Even yet, it needed but a little money to redeem all. Amy had no extravagant aspirations; a home of simple refinement and freedom from anxiety would restore her to her nobler self. How could he find fault with her? She knew nothing of such sordid life as he had gone through, and to lack money for necessities seemed to her degrading beyond endurance. Why, even the ordinary artisan’s wife does not suffer such privations as hers at the end of the past year. For lack of that little money his life must be ruined. Of late he had often thought about the rich uncle, John Yule, who might perhaps leave something to Amy; but the hope was so uncertain. And supposing such a thing were to happen; would it be perfectly easy to live upon his wife’s bounty—perhaps exhausting a small capital, so that, some years hence, their position would be no better than before? Not long ago, he could have taken anything from Amy’s hand; would it be so simple since the change that had come between them?
Having written his second magazine-article (it was rejected by two editors, and he had no choice but to hold it over until sufficient time had elapsed to allow of his again trying The Wayside), he saw that he must perforce plan another novel. But this time he was resolute not to undertake three volumes. The advertisements informed him that numbers of authors were abandoning that procrustean system; hopeless as he was, he might as well try his chance with a book which could be written in a few weeks. And why not a glaringly artificial story with a sensational title? It could not be worse than what he had last written.

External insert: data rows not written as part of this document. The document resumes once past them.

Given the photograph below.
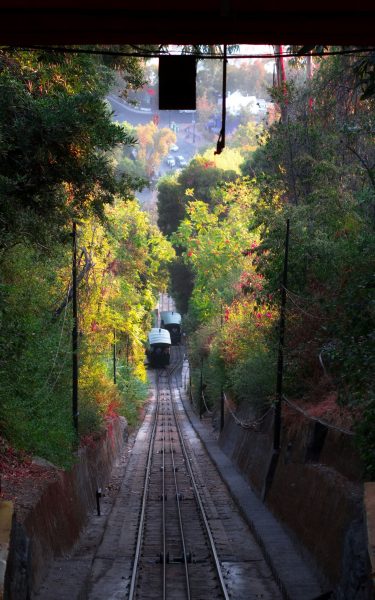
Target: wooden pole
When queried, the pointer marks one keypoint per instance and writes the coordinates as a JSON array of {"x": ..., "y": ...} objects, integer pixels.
[
  {"x": 75, "y": 333},
  {"x": 280, "y": 361}
]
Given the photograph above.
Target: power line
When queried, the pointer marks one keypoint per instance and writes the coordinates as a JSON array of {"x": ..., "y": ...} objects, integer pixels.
[{"x": 198, "y": 55}]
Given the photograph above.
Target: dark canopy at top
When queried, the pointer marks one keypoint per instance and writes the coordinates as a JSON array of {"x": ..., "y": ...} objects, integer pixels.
[{"x": 186, "y": 22}]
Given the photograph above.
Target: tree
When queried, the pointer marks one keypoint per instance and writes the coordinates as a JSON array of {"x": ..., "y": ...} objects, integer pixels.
[
  {"x": 154, "y": 144},
  {"x": 55, "y": 135},
  {"x": 202, "y": 176}
]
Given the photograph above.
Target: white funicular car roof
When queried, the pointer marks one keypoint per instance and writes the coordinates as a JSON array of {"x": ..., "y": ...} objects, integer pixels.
[
  {"x": 159, "y": 336},
  {"x": 169, "y": 317}
]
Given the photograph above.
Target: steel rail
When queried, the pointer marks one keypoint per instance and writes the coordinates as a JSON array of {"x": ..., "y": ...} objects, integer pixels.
[
  {"x": 182, "y": 533},
  {"x": 202, "y": 509},
  {"x": 143, "y": 506},
  {"x": 163, "y": 504}
]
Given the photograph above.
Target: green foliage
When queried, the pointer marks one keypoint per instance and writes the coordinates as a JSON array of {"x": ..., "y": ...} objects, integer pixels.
[
  {"x": 35, "y": 377},
  {"x": 133, "y": 393},
  {"x": 202, "y": 176},
  {"x": 55, "y": 131}
]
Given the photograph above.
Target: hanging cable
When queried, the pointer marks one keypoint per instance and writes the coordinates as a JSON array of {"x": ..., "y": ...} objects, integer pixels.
[{"x": 221, "y": 141}]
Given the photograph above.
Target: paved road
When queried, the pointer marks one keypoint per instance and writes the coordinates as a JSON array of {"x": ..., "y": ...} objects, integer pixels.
[
  {"x": 187, "y": 130},
  {"x": 188, "y": 140}
]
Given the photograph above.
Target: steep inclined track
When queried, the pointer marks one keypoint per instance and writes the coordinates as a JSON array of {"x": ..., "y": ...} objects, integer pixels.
[{"x": 174, "y": 532}]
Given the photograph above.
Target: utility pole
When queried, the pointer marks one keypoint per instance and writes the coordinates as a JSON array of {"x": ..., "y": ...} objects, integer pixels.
[
  {"x": 221, "y": 385},
  {"x": 75, "y": 332},
  {"x": 114, "y": 356},
  {"x": 280, "y": 360}
]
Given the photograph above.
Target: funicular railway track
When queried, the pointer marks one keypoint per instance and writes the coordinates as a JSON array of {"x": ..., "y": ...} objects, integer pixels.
[{"x": 173, "y": 525}]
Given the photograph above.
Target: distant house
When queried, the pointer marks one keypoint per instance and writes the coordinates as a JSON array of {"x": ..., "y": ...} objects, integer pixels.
[{"x": 236, "y": 102}]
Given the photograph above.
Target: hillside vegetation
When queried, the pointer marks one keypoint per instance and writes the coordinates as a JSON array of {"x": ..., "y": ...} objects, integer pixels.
[{"x": 315, "y": 167}]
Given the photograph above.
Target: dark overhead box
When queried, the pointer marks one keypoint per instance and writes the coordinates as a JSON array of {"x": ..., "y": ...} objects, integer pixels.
[
  {"x": 177, "y": 89},
  {"x": 188, "y": 22}
]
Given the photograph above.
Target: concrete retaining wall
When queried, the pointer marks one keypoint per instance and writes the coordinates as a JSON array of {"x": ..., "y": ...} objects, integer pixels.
[
  {"x": 315, "y": 491},
  {"x": 53, "y": 525}
]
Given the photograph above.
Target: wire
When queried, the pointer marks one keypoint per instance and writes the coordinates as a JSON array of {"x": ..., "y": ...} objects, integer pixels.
[{"x": 198, "y": 55}]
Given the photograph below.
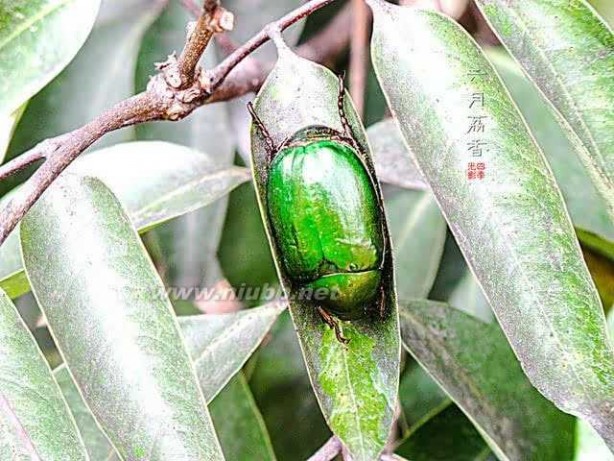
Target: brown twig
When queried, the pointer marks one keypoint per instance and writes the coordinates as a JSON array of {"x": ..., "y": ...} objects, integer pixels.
[
  {"x": 164, "y": 99},
  {"x": 219, "y": 74},
  {"x": 20, "y": 163},
  {"x": 328, "y": 451},
  {"x": 359, "y": 55}
]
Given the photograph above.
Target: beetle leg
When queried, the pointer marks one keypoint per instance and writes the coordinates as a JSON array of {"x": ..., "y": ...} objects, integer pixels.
[
  {"x": 334, "y": 324},
  {"x": 347, "y": 129},
  {"x": 382, "y": 302},
  {"x": 270, "y": 145}
]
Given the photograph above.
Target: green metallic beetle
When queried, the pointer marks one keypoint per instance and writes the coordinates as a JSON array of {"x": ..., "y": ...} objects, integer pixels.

So, without a word to Amy, he put aside his purely intellectual work and began once more the search for a “plot.” This was towards the end of February. The proofs of ‘Margaret Home’ were coming in day by day; Amy had offered to correct them, but after all he preferred to keep his shame to himself as long as possible, and with a hurried reading he dismissed sheet after sheet. His imagination did not work the more happily for this repugnant task; still, he hit at length upon a conception which seemed absurd enough for the purpose before him. Whether he could persevere with it even to the extent of one volume was very doubtful. But it should not be said of him that he abandoned his wife and child to penury without one effort of the kind that Milvain and Amy herself had recommended.